Monday, March 4, 2013
A LESSON ABOUT MERIT SELECTION OF JUDGES FROM THE ASSASSINATION OF LEON JORDAN
The assassination of Kansas City, Missouri civil rights activist and State Representative Leon Jordan on July 15, 1970 carries a message to Republicans in the Kansas Legislature: Don't politicize judicial elections.
One of many factors for Jordan's death was his failure to make an accommodation on behalf of a member of Kansas City's "black mafia with a judge who owed allegiance to Jordan's political organization, Freedom Incorporated.
Lord Acton is well known for the adage “Power tends to corrupt and absolute power corrupt absolutely. Great men are almost always bad men, even when they exercise influence and not authority; still more when you superadd the tendency of the certainty of corruption by authority.”
When powerful elements want favor, they can get it from a partisan judiciary that owes its allegiance to the whims of the ballot box. An independent judiciary, free from partisan political pressure, is insulated from granting favor and perverting the role of justice in society.
Currently Kansas has merit selection of judges.
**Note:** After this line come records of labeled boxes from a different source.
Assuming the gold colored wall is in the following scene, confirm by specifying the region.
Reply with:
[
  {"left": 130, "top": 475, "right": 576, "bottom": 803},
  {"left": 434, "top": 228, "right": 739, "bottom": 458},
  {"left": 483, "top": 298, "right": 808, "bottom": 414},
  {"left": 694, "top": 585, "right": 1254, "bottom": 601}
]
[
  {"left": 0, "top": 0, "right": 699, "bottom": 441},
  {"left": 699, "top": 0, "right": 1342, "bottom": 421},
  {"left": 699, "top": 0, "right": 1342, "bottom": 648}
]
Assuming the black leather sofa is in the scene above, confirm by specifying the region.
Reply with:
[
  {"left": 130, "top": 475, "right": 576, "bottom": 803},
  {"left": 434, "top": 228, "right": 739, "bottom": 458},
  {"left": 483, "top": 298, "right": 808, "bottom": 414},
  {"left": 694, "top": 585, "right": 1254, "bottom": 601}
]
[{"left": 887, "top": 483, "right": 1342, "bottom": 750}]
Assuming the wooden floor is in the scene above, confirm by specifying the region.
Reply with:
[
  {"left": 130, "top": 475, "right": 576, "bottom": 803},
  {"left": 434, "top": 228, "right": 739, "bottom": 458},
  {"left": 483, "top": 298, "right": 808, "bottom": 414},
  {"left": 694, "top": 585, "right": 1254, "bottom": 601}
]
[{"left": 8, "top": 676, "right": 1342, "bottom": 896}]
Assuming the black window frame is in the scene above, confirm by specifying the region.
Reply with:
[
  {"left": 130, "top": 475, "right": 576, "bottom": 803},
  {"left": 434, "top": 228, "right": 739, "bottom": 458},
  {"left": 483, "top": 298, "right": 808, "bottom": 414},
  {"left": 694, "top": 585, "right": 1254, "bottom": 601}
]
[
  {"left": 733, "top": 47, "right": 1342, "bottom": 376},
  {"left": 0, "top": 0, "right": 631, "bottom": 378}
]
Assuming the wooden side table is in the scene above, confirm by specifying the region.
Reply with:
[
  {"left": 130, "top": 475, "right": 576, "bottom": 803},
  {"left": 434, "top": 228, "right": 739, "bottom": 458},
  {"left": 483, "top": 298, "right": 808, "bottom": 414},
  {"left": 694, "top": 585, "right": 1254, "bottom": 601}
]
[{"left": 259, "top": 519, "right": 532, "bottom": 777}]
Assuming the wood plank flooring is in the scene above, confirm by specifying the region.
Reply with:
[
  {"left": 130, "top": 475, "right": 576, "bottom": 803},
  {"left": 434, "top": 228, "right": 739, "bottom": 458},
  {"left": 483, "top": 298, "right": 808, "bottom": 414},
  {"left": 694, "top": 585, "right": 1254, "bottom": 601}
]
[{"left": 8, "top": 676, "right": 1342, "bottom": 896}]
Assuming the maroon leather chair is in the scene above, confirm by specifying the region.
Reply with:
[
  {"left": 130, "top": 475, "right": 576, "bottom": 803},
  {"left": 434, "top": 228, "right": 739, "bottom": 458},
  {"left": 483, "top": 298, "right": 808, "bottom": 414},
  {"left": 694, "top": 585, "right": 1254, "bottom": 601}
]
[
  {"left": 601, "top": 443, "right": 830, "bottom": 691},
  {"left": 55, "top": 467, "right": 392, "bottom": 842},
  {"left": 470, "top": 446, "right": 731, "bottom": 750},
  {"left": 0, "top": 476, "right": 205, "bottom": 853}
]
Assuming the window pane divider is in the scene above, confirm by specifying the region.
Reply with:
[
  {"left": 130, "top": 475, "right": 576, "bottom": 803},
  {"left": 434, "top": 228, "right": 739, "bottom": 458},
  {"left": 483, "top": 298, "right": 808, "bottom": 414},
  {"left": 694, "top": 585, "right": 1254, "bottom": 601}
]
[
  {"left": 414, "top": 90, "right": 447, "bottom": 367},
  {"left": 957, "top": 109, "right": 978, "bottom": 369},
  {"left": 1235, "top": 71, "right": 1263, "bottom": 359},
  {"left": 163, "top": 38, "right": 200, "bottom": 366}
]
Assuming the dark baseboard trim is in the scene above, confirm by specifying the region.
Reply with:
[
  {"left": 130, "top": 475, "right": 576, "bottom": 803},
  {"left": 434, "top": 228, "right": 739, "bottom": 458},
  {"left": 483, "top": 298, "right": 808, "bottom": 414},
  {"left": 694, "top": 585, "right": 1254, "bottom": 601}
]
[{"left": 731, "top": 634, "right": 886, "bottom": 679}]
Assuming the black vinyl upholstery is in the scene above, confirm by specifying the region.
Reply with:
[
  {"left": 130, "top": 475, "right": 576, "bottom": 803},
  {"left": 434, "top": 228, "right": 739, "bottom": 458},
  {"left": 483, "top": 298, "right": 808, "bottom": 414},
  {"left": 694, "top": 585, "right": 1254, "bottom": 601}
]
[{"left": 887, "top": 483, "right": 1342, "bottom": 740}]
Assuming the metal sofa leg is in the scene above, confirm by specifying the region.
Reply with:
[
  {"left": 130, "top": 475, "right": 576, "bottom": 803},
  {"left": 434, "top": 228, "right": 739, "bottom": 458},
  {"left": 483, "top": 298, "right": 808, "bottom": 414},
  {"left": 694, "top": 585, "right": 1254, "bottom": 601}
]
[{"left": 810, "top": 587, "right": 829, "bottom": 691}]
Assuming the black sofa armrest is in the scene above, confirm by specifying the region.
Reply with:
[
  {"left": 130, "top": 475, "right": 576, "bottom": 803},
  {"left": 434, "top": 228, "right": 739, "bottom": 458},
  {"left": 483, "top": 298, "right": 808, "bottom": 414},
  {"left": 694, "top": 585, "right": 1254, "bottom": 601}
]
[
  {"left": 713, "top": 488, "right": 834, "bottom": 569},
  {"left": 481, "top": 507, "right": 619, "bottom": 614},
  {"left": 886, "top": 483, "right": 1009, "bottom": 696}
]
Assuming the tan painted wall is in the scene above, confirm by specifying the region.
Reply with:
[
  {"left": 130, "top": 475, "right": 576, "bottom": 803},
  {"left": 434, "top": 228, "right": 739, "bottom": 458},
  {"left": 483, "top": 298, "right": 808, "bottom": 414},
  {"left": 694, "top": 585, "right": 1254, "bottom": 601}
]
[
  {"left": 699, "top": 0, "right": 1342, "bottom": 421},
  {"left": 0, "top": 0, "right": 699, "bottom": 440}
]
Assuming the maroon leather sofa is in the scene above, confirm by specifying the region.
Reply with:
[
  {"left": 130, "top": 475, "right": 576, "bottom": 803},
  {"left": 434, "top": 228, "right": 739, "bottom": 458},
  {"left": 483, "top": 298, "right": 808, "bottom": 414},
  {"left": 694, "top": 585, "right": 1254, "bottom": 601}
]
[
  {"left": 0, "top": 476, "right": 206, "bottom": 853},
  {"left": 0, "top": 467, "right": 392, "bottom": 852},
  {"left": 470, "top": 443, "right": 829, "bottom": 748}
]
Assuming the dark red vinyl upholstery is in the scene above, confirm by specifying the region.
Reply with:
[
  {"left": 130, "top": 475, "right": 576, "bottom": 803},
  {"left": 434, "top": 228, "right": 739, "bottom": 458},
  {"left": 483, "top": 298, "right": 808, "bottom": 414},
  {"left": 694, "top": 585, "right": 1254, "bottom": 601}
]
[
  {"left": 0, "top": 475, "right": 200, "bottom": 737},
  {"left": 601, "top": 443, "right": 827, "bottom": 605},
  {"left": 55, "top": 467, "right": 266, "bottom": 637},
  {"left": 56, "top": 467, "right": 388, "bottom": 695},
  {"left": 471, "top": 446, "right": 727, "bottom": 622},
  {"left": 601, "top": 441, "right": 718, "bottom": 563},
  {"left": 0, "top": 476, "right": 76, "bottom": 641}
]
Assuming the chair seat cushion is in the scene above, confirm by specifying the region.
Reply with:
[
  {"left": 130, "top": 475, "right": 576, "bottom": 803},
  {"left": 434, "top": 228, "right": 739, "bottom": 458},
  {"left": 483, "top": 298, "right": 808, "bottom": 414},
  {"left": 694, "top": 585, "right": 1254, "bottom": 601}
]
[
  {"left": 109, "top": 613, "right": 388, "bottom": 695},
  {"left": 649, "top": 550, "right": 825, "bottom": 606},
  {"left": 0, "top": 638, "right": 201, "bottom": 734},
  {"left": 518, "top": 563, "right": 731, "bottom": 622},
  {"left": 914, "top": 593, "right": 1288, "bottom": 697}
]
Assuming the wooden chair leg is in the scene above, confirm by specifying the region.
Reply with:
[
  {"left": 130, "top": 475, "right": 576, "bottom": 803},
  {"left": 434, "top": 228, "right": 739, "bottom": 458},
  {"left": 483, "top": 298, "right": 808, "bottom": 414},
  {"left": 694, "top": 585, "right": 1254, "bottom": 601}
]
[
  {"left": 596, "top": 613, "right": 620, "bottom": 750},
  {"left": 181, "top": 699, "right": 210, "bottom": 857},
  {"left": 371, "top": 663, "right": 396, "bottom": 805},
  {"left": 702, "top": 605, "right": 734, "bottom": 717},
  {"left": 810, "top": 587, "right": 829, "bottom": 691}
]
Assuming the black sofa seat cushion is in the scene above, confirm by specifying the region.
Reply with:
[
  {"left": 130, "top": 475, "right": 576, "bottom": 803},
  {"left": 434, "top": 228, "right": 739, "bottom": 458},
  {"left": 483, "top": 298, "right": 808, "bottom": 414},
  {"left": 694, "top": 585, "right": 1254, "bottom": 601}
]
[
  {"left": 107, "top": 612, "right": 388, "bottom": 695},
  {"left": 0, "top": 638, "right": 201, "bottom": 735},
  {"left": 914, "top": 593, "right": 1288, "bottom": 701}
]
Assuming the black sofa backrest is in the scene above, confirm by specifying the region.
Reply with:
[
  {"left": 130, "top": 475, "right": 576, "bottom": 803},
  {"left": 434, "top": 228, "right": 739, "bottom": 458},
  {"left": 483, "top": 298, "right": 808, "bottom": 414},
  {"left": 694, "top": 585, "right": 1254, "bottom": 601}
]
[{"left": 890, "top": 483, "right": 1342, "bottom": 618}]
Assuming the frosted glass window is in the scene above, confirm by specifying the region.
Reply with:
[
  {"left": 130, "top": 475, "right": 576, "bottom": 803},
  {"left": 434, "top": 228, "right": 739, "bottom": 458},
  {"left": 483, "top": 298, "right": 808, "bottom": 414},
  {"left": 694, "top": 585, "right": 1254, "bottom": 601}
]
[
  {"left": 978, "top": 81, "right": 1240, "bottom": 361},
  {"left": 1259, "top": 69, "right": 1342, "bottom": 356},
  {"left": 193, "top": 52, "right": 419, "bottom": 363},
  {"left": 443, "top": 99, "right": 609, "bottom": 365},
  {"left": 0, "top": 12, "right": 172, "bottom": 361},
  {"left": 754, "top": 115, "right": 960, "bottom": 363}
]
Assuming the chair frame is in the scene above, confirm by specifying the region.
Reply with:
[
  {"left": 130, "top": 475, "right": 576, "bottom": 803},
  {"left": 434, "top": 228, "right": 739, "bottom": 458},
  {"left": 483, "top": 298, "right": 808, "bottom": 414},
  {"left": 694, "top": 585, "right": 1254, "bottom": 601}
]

Under existing law, vacancies in the Court of Appeals are filled by appointment of the Governor from a panel of three nominees who have been determined to be qualified to serve as judges of the Court of Appeals by the Supreme Court Nominating Commission.
Kansas did not come to merit selection of judges willy-nilly. In 1956 Democratic candidate for Governor, George Docking, Republican Warren Shaw, who had defeated Republican Governor Fred Hall in the primary. Chief Justice Smith then resigned due to ill health. Hall resigned from office and his Lieutenant Governor, John McCuish took the oath of office becoming Governor. McCuish immediately appointed Hall to replace Smith on the Kansas high court. The political scandal was called the triple play.
It is imperative to keep politics and the potential for corruption out of selecting appellate judges in Kansas. A bill, H.B. 2019 is matriculating through the legislature with the intent of abolishing the merit selection of appellate court judges. Let your Representative know that you oppose H.B. 2019.